カラヤンのマーラー第4交響曲を聴いて思ふ

mahler_4_karajan_bpoカラヤンという音楽家は実に巧い。音楽の再生という意味でもそれを世に認知させるという意味でも。今頃になってカラヤンが気になって仕方がないというのはどういうことだ?10代の頃にいくらでも出逢い、その芸術を享受する機会はいくらでもあったはずなのに。

音楽芸術が精神性を重視するのは当然だが、カラヤンの場合はどちらかというと外側を磨き上げるところから入る。しかしそれは内面を軽視するということとは同義でない。あまりに入念に練磨され過ぎているせいで音楽が生温いもののように感じられてしまうものなのか。

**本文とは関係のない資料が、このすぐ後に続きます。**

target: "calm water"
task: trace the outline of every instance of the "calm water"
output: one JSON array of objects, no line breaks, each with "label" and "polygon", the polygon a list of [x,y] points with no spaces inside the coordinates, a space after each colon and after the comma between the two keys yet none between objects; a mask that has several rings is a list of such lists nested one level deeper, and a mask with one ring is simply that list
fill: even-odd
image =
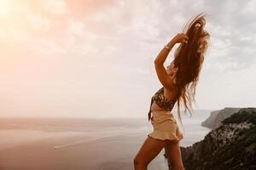
[{"label": "calm water", "polygon": [[[188,146],[203,139],[211,130],[201,126],[201,122],[209,116],[210,110],[196,110],[192,117],[183,116],[183,125],[178,122],[184,139],[182,146]],[[176,120],[177,114],[174,113]],[[44,133],[58,133],[67,135],[85,135],[86,140],[126,135],[144,136],[152,130],[150,122],[145,118],[109,118],[109,119],[70,119],[70,118],[0,118],[0,130],[38,130]]]},{"label": "calm water", "polygon": [[[201,127],[201,122],[209,114],[210,110],[197,110],[192,117],[183,116],[185,133],[181,146],[204,139],[211,129]],[[174,117],[177,120],[175,113]],[[26,170],[131,170],[134,156],[152,130],[146,116],[1,118],[0,169],[20,170],[22,167]],[[164,150],[150,162],[148,170],[167,170],[163,154]]]}]

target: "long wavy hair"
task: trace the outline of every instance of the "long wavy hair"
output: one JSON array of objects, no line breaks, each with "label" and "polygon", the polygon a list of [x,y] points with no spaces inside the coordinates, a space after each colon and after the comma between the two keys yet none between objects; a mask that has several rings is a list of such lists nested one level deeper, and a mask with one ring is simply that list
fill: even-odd
[{"label": "long wavy hair", "polygon": [[174,53],[174,65],[178,68],[176,73],[177,115],[182,125],[181,103],[183,102],[184,113],[189,110],[190,116],[193,112],[192,103],[196,103],[196,85],[210,37],[210,34],[204,29],[205,25],[203,13],[189,21],[183,30],[183,33],[189,37],[188,43],[181,43]]}]

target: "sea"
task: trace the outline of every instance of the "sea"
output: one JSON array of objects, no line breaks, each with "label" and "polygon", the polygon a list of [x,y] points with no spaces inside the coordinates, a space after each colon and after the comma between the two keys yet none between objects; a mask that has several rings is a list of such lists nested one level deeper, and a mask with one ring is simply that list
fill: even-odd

あの頃、僕が最初に耳にしたマーラーは、FM放送でのカラヤンの実演による第4交響曲だった。エディット・マティスがソプラノを歌い、確かどこかで指揮者が振り間違えたことで瑕のあるという曰くつきの演奏だったと記憶する。もちろんエアチェックし繰り返し聴いた。だから、少なくとも交響曲第4番に限って僕の脳裏に刻まれるのはカラヤンの音楽なんだ。

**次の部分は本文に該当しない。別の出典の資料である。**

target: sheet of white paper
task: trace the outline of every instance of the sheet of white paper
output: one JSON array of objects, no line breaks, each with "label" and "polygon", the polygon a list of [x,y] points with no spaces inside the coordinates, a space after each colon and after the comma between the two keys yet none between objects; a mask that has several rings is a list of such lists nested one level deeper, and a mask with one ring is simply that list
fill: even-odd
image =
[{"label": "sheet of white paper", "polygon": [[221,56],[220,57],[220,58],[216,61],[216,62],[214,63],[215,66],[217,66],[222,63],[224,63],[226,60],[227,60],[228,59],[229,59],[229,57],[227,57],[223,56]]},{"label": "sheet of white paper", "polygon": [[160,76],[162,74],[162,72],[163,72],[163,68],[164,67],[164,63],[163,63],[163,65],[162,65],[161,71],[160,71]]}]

でも僕は、その頃正規で録音された音盤は聴かなかった。ほどなく友人の薦めでブルーノ・ワルターに出逢い、マーラーはワルターだと洗脳されたものだから。以来30数年が経過する。ようやく聴いた。何というポルタメントの美しさ。そして速過ぎず遅過ぎず理想的なテンポと、いかにもカラヤンらしいディナーミクの妙味。マーラーらしくないという意見、批評も多い。しかし、「らしさ」とは誰が決めたことなのか?後世の学者や批評家がガイドラインを設けたとするならそうでないものだって「あり」ではないのか?それこそ人間の思考の産物であり、「絶対」はないのだから。

マーラー:交響曲第4番ト長調
エディット・マティス(ソプラノ)
ヘルベルト・フォン・カラヤン指揮ベルリン・フィルハーモニー管弦楽団(1979.1.22-24&2.22-24録音)

随分長い間カラヤンはマーラーを無視していた。自分には合わないと決めつけていたのかどうなのか、あるいは近視眼的な見方しかできていなかったのかどうなのか。そのことは、マーラー自身によりリヒャルト・シュトラウスとの手紙のやり取りの中でいみじくも語られる。

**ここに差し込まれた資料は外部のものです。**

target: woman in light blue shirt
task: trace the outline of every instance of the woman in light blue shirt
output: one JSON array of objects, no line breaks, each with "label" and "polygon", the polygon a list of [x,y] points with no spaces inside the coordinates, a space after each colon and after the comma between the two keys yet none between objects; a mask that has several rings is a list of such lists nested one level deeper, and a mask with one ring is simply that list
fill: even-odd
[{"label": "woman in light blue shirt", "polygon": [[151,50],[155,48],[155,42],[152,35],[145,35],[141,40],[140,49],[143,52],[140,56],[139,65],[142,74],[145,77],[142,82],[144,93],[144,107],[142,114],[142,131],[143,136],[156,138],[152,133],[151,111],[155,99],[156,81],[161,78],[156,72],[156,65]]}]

きみは「第3シンフォニー」よりも演奏構成が小さくてすむ「第4シンフォニー」を作曲したのだってね。そのとおり、まちがいないのかね?それで、もしそのような事情だったら、11月18日のために、「第4シンフォニー」をぼくに任せてくれないかね?
(1901年7月3日付、リヒャルト・シュトラウスよりマーラーへの手紙)

「第4シンフォニー」は印刷中!でも、それまでにはスコアもほとんどできあがらないことだろうし、それにぼくは新しい作品を、ベルリンの聴衆に―近視眼的な新聞のおかげで、初めからぼくには疎遠となってしまって、ぼくのことなどなにも知らないベルリンの聴衆に―提供したくはないのだ。これは、たぶん現在の状況にいっそうふさわしいものとして、受け入れられる作品だし、恵まれた状態のもとで偏見もなく、愛情豊かに取り上げられれば、唯一の報酬―聴かれもし、理解されもするという唯一の報酬、ぼくが自分の創造活動から得ようとしている唯一の報酬、そういう報酬をぼくに生み出してくれる最初の作品なのだ。
(1901年7月6日付、マーラーよりシュトラウスへの手紙)

マーラーは第4交響曲に、そしてそのポピュラリティに相当な自信を持っていたようだ。それゆえにこそ初演には慎重だった(結局初演は1901年11月25日、ミュンヘンにてマーラー自身の指揮により行われた)。
初演から78年の時を超え、第4交響曲はまさにそのベルリンにてカラヤンにより「恵まれた状態のもとで偏見もなく、愛情豊かに取り上げられ、受け入れられた」。

きみは、相変わらず頑固だね!・・・(中略)・・・ぼくは「第4シンフォニー」をお願いしたが、それは初演の名誉を得るためのぼくの虚栄心からではないのだと、きみは信じてくれるだろうね。・・・(中略)・・・ぼくはきみの「第4シンフォニー」をやってみたいのだ。というのも、ぼくにとって、なによりも肝心なことは、きみの意向どおりに演奏することだからなのだ。
(1901年7月10日付、シュトラウスよりマーラーへの手紙)

シュトラウスの弁解が可愛らしい・・・。
第3楽章の天国的な美しさには目を見張るものがある。それにしても終楽章におけるマティスの歌唱は驚異的に巧い。